Brewer shipments totalled 9.9 million for the twelve months ending 30 June 2023, representing an 11.0% decline year-over-year. Compared against pre-pandemic levels represented by the twelve months ending 30 June 2019, brewer shipments grew 17.8%, representing a mid-single digit CAGR. Brewer shipments in the second quarter continued to be impacted by trade inventory adjustments, which the company believes are now mostly complete, and slower discretionary spending for small appliances.
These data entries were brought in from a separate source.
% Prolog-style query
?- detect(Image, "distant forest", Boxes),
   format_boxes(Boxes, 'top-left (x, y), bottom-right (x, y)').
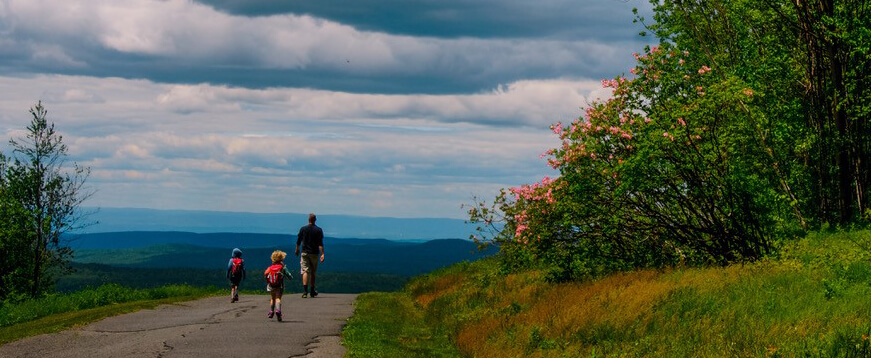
top-left (58, 263), bottom-right (408, 293)
top-left (60, 231), bottom-right (495, 294)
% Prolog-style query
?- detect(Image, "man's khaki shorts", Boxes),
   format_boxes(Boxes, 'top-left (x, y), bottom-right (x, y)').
top-left (300, 252), bottom-right (319, 275)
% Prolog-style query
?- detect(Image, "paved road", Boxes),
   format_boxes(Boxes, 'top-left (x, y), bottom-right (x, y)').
top-left (0, 294), bottom-right (358, 358)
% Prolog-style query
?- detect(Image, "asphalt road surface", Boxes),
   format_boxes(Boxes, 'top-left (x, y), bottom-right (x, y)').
top-left (0, 293), bottom-right (358, 358)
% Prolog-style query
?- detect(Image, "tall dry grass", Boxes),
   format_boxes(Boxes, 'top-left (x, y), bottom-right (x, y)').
top-left (405, 231), bottom-right (871, 357)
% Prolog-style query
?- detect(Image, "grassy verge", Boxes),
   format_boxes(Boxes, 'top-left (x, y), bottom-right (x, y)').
top-left (344, 231), bottom-right (871, 357)
top-left (343, 291), bottom-right (461, 357)
top-left (0, 284), bottom-right (218, 345)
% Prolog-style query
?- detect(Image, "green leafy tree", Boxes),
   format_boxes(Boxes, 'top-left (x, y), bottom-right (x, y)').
top-left (3, 102), bottom-right (92, 298)
top-left (471, 0), bottom-right (871, 281)
top-left (647, 0), bottom-right (871, 225)
top-left (471, 45), bottom-right (780, 281)
top-left (0, 159), bottom-right (33, 302)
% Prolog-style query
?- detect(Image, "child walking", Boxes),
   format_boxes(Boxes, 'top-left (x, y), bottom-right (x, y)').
top-left (264, 250), bottom-right (294, 321)
top-left (227, 248), bottom-right (246, 303)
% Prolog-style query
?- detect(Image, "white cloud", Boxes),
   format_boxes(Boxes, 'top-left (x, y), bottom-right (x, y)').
top-left (0, 71), bottom-right (608, 218)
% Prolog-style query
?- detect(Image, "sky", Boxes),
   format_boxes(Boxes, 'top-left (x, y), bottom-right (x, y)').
top-left (0, 0), bottom-right (653, 219)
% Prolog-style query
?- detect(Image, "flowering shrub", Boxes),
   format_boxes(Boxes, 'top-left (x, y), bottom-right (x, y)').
top-left (470, 45), bottom-right (777, 281)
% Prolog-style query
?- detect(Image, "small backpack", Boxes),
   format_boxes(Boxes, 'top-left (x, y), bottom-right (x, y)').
top-left (230, 258), bottom-right (244, 279)
top-left (264, 264), bottom-right (284, 287)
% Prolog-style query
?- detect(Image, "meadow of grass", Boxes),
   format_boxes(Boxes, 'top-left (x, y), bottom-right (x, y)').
top-left (343, 292), bottom-right (462, 357)
top-left (344, 231), bottom-right (871, 357)
top-left (0, 284), bottom-right (219, 344)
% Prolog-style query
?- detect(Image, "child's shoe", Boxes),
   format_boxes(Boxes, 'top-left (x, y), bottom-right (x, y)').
top-left (267, 310), bottom-right (274, 319)
top-left (310, 290), bottom-right (318, 298)
top-left (233, 294), bottom-right (239, 302)
top-left (301, 292), bottom-right (308, 298)
top-left (276, 310), bottom-right (283, 322)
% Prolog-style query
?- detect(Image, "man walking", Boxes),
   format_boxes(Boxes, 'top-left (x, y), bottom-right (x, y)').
top-left (295, 213), bottom-right (324, 298)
GAAP operating income decreased 15.3% to $250 million, compared to $295 million in the year-ago period, reflecting broad-based inflationary pressures, the decline in volume/mix and a significant increase in marketing investment. Partially offsetting these drivers were the benefits of productivity, higher net price realisation and a modest year-over-year benefit of items affecting comparability. Excluding these items, adjusted operating income dropped 14.6% to $292 million and, on a percent of net sales basis, totalled 30.1%.

International net sales for the second quarter increased 10.9% to $489 million versus $441 million in the year-ago period and, on a constant currency basis, net sales advanced 7.0%. This strong performance was driven by higher net price realization of 6.1% and volume/mix growth of 0.9% and reflected broad-based momentum in both Mexico and Canada.

GAAP operating income increased a strong 14.3% to $112 million, compared to $98 million in the year-ago period, largely reflecting the benefits of the higher net sales, increased productivity and the year-over-year benefit of items affecting comparability, partially offset by inflationary pressures and a significant increase in marketing investment. Excluding items affecting comparability, Adjusted operating income increased 7.7% to $116 million and, on a percent of net sales basis, totaled 23.7%.